Collecting Dolls: Alt, Beck and Gottschalk

An antique, late 19th century doll by Alt, Beck and Gottschalk

Collecting dolls has never been an area of interest for me – not because I don’t appreciate them but because there are other areas that fascinate me more. However, I was intrigued with this doll when a client brought it to me for evaluation. The doll had been in his family for decades- it belonged to his grandmother who received it as a gift when she was a child, and it had been a precious heirloom ever since. 

I enjoy doing research on antiques, especially in areas in which I am less familiar. I found out that most of the mid 19th century dolls made by the maker, Alt, Beck and Gottschalk, (known in the industry as ABG) had black hair and blue eyes. Those in the late 1800s had blond locks and blue eyes. The rarest dolls made by this company had brown hair and brown eyes. This is the type of information that affects value. This doll was made circa 1890.

A close up of the beautifully painted face of this doll.

There are many classifications in doll collecting. Beyond age and manufacturer, dolls are categorized by age, gender, body construction, and materials – just to name a few. This doll is classified as a ‘young lady or young adult.’ A similar example could be seen (at the time this research was done) in the Museum of Play’s website in Rochester, New York.
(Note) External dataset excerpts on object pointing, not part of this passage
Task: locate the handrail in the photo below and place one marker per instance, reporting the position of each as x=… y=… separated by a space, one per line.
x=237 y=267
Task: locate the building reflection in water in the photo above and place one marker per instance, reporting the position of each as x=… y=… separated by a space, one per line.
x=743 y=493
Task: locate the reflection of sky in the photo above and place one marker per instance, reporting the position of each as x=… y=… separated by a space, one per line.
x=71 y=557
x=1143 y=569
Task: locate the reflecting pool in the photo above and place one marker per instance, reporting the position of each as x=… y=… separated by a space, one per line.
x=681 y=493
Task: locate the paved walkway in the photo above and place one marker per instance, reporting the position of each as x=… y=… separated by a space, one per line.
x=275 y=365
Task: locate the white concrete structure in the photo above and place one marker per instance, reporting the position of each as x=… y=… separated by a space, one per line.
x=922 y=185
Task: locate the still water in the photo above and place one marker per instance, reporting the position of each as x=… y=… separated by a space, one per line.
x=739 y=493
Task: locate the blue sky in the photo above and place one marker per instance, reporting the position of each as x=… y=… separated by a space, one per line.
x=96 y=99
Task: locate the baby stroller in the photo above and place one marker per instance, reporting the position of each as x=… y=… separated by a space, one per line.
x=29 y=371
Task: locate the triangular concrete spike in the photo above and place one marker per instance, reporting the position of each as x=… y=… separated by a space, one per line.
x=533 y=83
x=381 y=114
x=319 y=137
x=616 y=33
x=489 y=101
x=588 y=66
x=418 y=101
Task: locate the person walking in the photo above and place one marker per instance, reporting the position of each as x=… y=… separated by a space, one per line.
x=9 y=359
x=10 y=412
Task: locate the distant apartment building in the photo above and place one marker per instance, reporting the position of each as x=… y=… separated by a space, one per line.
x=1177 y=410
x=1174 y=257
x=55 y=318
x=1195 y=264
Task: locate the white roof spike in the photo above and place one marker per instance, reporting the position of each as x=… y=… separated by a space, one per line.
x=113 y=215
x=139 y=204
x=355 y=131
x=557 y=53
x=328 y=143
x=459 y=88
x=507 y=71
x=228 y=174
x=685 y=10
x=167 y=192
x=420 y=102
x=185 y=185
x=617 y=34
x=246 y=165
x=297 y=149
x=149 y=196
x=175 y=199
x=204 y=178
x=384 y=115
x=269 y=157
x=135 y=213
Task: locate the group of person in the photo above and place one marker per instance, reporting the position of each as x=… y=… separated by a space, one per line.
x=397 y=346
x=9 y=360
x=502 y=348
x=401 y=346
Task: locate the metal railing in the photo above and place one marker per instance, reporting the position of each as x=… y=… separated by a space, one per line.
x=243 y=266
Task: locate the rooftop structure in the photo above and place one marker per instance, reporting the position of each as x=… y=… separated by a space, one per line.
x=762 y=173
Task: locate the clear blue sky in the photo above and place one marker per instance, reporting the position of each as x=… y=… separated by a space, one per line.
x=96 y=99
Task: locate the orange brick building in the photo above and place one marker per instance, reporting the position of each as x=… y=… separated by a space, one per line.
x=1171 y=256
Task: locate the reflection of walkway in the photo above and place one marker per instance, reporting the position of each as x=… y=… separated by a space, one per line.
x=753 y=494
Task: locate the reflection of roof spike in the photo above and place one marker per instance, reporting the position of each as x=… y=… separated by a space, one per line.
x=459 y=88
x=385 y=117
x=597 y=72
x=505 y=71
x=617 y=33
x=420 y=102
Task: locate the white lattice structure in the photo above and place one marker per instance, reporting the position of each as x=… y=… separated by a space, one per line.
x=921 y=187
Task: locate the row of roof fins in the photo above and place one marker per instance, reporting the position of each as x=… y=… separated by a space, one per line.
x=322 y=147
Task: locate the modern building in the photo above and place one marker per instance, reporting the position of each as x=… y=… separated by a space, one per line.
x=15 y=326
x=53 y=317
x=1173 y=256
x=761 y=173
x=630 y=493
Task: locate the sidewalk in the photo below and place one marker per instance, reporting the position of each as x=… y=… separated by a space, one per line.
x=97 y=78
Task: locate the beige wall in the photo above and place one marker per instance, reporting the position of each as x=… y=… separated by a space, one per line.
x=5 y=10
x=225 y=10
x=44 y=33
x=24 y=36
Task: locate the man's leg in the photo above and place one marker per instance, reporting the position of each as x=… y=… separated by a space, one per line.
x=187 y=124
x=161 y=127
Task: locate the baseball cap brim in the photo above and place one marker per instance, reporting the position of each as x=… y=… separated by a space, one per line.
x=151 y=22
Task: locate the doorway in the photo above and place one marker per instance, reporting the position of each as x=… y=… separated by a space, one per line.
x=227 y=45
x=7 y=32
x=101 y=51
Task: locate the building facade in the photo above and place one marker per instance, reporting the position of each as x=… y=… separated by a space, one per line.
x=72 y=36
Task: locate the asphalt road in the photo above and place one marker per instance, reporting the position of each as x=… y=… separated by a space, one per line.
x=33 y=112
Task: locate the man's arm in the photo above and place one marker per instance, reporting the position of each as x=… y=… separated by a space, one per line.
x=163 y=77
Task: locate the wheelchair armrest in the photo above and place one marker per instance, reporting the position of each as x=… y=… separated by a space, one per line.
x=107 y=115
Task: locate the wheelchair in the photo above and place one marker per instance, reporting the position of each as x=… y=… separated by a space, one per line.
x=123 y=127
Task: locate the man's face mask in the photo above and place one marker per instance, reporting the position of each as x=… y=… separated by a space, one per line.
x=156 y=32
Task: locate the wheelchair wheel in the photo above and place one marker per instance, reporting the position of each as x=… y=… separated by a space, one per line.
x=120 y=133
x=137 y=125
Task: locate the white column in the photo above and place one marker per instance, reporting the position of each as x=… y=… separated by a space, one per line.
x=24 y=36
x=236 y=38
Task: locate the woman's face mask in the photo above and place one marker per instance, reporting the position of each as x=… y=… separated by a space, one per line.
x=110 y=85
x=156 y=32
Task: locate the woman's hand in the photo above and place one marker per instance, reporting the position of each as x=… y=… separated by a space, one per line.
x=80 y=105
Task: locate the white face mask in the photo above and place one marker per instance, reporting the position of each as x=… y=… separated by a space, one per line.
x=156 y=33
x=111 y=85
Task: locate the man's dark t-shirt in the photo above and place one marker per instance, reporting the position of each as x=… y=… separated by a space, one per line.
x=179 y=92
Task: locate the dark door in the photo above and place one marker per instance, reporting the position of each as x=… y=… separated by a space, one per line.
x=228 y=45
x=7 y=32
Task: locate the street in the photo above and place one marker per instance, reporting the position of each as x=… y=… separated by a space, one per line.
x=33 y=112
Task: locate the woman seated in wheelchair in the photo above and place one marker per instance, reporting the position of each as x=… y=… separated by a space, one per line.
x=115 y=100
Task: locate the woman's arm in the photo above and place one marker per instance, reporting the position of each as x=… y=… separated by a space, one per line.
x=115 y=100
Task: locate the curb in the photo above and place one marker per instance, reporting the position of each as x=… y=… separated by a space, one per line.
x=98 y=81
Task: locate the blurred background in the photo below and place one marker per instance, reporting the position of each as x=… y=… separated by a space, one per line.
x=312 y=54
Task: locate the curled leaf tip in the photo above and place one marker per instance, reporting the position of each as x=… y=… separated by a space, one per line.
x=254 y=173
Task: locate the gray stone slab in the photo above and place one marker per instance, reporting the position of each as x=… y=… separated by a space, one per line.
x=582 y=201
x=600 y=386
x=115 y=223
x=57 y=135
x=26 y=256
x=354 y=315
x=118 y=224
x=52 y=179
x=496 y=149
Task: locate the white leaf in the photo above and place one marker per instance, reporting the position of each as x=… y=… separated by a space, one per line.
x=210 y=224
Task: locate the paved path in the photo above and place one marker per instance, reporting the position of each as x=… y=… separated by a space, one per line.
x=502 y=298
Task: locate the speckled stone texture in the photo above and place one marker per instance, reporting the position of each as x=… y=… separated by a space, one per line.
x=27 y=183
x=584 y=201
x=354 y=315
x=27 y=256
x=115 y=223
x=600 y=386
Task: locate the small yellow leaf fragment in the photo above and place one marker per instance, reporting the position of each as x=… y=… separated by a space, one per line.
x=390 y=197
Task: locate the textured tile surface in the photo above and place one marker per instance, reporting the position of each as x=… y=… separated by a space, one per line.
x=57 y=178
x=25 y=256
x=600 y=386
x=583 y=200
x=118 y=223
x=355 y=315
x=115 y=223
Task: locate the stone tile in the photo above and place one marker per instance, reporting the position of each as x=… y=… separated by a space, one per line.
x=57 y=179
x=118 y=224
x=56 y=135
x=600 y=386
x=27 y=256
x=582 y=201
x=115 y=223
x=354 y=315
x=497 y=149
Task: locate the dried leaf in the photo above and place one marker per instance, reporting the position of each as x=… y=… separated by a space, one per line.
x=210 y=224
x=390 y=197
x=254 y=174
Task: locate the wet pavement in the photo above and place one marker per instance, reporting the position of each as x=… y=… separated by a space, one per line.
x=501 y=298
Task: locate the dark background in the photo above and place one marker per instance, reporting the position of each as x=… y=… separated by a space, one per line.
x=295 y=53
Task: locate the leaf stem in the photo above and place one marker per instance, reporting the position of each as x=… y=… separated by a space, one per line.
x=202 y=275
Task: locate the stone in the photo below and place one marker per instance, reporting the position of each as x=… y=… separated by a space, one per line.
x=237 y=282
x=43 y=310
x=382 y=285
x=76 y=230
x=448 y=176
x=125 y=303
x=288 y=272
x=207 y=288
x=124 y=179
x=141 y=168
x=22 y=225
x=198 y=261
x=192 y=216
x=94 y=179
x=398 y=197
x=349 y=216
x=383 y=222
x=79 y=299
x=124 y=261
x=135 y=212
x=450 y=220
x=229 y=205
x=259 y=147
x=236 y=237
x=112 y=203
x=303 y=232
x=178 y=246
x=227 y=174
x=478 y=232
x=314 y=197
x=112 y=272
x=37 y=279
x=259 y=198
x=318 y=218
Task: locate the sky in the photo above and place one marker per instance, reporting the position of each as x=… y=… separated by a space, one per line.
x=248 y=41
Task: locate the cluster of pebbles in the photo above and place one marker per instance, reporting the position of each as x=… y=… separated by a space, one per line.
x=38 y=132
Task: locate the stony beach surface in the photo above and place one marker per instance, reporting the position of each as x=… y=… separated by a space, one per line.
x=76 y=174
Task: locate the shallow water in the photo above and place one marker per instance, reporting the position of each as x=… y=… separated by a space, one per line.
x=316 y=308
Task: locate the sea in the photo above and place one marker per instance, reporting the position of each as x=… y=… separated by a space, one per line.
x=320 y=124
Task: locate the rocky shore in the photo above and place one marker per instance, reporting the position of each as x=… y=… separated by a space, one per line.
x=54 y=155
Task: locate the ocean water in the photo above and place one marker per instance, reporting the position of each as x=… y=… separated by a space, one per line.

The doll would be described as: 14 inches in length with a muslin-stitched body, wax hands, bisque legs with painted boots. The head is china with rouged cheeks, painted eyebrows and eyelashes around blue glass eyes. The mouth is closed. The nostrils are accentuated. The hair is blond and sculpted with a painted ribbon in the curls. The ears are “pierced” with small dark bluish glass beads. 

Detail showing the painted black boots.

The two-piece costume is of a late Victorian vintage style consisting of a jacket with contrasting edging and lace on wrists. The skirt features ruching, (gathering into folds) tea-stained beige edging, and a short train. The quality of the sewing (a combination of hand sewing and machine stitching) on the garment indicates that this clothing, although era-appropriate, was not the original dress offered by the manufacturer when it was made. 

It’s amazing that the original wax hands survived because they are delicate. Obviously well treasured by the family.

Beyond originality, condition is important. So is visual appeal and this doll has both.